Overview
Teaching: 10 min
Exercises: 10 minQuestions
Filtering and sorting data
Objectives
Filter to a subset of rows by text filter or include/exclude.
Sort table by a column.
Sort by multiple columns.
There are many entries in the rodent table. We can filter it to work on a subset of the data in the list for the next set of operations. Please ensure you perform this step to save time during the class.
Challenge
What scientific names (genus and species) are selected by this procedure? How would you restrict this to one of the species selected?
While we could type more letters of text, or click case sensitive, another way to filter is to include and/or exclude entries in a facet. If you still have your facet for scientificName, you can use it, or use drop-down menue > Facet > Text facet to create a new one. Only the names that agree with your Text filter will remain.
Challenge
Use include / exclude to exclude one of the scientific names. Below are some suggested steps.
You can sort the data by a column by using the drop-down menu in that column. There you can sort by text, numbers, dates or booleans (logical expressions). You can specify what order to put Blanks and Errors.

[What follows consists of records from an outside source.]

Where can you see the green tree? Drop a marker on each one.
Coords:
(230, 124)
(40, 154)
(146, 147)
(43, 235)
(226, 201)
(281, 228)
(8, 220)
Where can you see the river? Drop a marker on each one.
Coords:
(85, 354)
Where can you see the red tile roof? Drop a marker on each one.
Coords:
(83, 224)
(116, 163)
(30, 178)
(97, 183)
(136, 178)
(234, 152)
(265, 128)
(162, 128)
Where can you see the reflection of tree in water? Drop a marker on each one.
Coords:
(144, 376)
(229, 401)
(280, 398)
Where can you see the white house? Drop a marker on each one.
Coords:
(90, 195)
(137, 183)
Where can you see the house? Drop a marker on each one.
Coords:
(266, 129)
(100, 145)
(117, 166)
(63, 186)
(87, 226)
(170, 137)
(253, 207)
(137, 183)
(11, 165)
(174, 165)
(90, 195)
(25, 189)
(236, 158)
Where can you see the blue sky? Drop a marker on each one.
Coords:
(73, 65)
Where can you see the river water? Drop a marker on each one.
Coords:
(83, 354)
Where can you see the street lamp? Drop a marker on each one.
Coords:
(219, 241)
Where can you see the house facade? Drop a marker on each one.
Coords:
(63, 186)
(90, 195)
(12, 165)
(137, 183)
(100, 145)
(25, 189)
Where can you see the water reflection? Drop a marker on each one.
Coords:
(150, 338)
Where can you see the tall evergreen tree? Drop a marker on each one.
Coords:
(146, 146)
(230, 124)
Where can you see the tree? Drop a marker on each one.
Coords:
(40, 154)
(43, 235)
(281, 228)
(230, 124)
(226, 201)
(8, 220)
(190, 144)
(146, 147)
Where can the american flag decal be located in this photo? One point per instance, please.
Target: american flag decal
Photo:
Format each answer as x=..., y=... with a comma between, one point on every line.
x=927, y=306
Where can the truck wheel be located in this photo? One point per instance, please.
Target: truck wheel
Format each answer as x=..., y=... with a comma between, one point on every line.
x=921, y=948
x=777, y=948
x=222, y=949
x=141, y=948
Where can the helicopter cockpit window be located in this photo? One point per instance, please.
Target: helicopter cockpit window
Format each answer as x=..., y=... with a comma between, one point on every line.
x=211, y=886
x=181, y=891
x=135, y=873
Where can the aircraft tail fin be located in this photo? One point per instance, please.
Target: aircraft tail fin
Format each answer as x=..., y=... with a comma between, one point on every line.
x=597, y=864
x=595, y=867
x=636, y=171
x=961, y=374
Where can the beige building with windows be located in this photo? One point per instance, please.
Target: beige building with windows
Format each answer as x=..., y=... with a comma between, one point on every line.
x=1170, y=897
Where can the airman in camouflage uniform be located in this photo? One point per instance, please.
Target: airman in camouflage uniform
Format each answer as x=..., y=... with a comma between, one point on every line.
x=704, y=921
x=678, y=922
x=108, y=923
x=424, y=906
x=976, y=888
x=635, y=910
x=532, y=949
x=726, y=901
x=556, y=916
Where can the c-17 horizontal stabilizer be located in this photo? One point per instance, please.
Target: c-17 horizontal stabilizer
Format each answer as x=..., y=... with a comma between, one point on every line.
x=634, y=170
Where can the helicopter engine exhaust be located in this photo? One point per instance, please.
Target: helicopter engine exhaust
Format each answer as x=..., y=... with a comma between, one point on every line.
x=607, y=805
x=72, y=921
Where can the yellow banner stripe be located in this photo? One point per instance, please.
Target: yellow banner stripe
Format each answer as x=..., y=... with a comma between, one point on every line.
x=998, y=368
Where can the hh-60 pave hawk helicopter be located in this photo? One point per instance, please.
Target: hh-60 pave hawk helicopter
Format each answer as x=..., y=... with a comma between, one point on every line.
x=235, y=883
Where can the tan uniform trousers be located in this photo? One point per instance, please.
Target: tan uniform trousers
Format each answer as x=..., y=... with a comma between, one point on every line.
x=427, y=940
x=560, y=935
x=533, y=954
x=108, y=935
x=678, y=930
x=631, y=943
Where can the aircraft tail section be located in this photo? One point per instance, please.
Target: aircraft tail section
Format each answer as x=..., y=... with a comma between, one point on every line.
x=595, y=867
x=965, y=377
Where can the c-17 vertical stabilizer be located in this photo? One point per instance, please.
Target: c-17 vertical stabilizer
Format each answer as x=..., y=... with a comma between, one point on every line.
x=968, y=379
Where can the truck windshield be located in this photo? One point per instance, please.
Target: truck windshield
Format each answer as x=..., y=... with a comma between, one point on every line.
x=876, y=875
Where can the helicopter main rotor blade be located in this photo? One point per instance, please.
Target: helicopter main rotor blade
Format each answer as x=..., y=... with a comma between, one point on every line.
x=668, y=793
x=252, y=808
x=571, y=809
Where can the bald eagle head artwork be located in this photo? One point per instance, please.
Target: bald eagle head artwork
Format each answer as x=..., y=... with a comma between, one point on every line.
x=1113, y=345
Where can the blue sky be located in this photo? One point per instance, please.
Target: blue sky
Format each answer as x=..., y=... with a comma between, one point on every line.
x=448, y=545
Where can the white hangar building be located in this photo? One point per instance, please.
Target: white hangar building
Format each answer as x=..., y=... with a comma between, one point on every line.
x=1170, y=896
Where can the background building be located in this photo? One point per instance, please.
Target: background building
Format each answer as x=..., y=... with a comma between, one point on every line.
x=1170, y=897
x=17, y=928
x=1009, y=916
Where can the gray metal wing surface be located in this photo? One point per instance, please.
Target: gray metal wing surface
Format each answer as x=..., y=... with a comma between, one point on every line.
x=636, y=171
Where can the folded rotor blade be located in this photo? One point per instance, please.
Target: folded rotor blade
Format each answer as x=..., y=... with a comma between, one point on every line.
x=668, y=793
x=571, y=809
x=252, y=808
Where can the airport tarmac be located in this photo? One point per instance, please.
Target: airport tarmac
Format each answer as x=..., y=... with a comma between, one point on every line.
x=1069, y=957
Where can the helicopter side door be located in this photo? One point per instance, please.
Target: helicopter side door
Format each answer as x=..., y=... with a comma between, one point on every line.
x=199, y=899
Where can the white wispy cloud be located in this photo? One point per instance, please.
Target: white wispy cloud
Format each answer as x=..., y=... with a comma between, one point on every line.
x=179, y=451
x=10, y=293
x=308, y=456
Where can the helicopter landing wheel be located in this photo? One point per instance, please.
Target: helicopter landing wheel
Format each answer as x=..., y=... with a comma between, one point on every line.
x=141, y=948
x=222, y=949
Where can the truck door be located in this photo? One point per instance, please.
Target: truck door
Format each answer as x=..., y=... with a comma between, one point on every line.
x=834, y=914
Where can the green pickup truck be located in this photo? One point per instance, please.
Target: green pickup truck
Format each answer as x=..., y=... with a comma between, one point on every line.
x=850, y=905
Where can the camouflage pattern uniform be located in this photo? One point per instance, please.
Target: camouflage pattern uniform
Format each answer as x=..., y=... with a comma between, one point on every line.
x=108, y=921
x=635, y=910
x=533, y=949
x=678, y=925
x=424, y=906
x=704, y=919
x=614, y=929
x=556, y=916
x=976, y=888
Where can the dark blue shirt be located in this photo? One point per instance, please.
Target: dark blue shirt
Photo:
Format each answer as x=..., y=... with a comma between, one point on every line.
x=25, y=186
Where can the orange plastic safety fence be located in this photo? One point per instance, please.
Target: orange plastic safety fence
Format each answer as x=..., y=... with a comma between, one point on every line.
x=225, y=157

If this is your first time sorting this table, then the drop-down menu for the selected column shows : > Sort…. Select the way to sort (such as numbers)
Challenge
Sort by month. How can you ensure that months are in order?
If you try to resort a column that you have already used, the drop-down menu changes slightly, to > Sort without the …, to remind you that you have already used this column. It will give you additional options:
You can sort by multiple columns by performing sort on additional columns. The sort will depend on the order in which you select columns to sort. To restart the sorting process with a particular column, check the sort by this column alone box in the sort pop-up menu.
Challenge
Try sorting by a year after you have sorted by month. What happens to ordering?
Try sorting first by year and then by month. Be sure to check the sort by this column alone box when sorting by year to remove earlier sorts.
If you go back to one of the already sorted colunms and select > Sort > Remove sort, that column is removed from your multiple sort. If it is the only column sorted, then data reverts to its original order.
Challenge
Sort by year, month and day in some order. Be creative: try sorting as numbers or text, and in reverse order (largest to smallest or z to a).
Use > Sort > Remove sort to remove the sort on the second of three columns. Notice how that changes the order.
Key Points
OpenRefine provides a way to sort and filter data without affecting the raw data.